Simon van Holen: Pro contra! Françaix: Divertimento voor fagot en strijkkwintet; Schulhoff: Bassnachtigall voor contrafagotsolo; Mozart: Sonate voor fagot en cello in Bes KV 292; Krommer: Kwartet voor fagot, 2 altviolen en cello in Bes op. 46/1; Olthuis: Concertino voor contrafagot en strijkkwintet. Met resp. Het Concertgebouworkest, Honorine Schäffer (vc), Frederik Bolts (va), Martina Forni (va). Challenge CC 72733 (68’20”). 2015
Ooit was ik bij een orkestrepetitie waar de contrafagot even een quasi solistisch trekje had. Dat klonk was vaag, waarop de dirigent vroeg: “Spielen sie mal d” en vervolgens ‘und jetzt dis’. Daarna: ‘Egal was sie spielen, man hört den Unterschied nicht”.

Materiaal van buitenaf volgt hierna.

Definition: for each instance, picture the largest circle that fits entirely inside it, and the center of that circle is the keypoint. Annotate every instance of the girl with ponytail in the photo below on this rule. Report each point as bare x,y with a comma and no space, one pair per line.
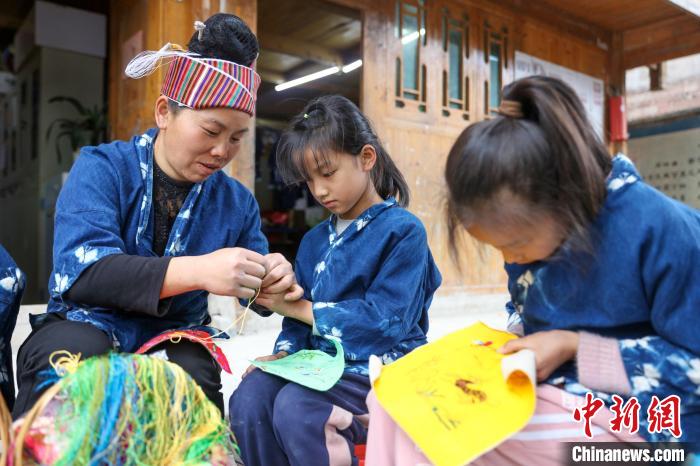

Dat is de ondankbare kant voor de contrafagottist, die het meestal toch al niet druk heeft: doe je je best en het wordt slecht waargenomen.
Des te beter dat onlangs in Amsterdam een fagotfestival werd gehouden waar het toppunt een optreden van 297 fagottisten was om aandacht voor het mooie ‘buizenpost’ instrument te vragen.
Mogelijk als een soort uitvloeisel daarvan verschijnt deze leuke cd waarop een vijftal heel verschillende werken voor de fagot als solist is vastgelegd. Het loont de moeite om zich verder in deze materie te verdiepen en bijvoorbeeld op internet de pagina’s Bassoon recordings van Canit eens op te slaan om niet alleen te zien hoe breed het repertoire is, maar ook om opnamen van bekenden als Maurice Allard, Danny Bond, Gwydion Brooke, Klaus Thunemann, Milan Turkovic, Kim Walker en George Zukerman aan te treffen.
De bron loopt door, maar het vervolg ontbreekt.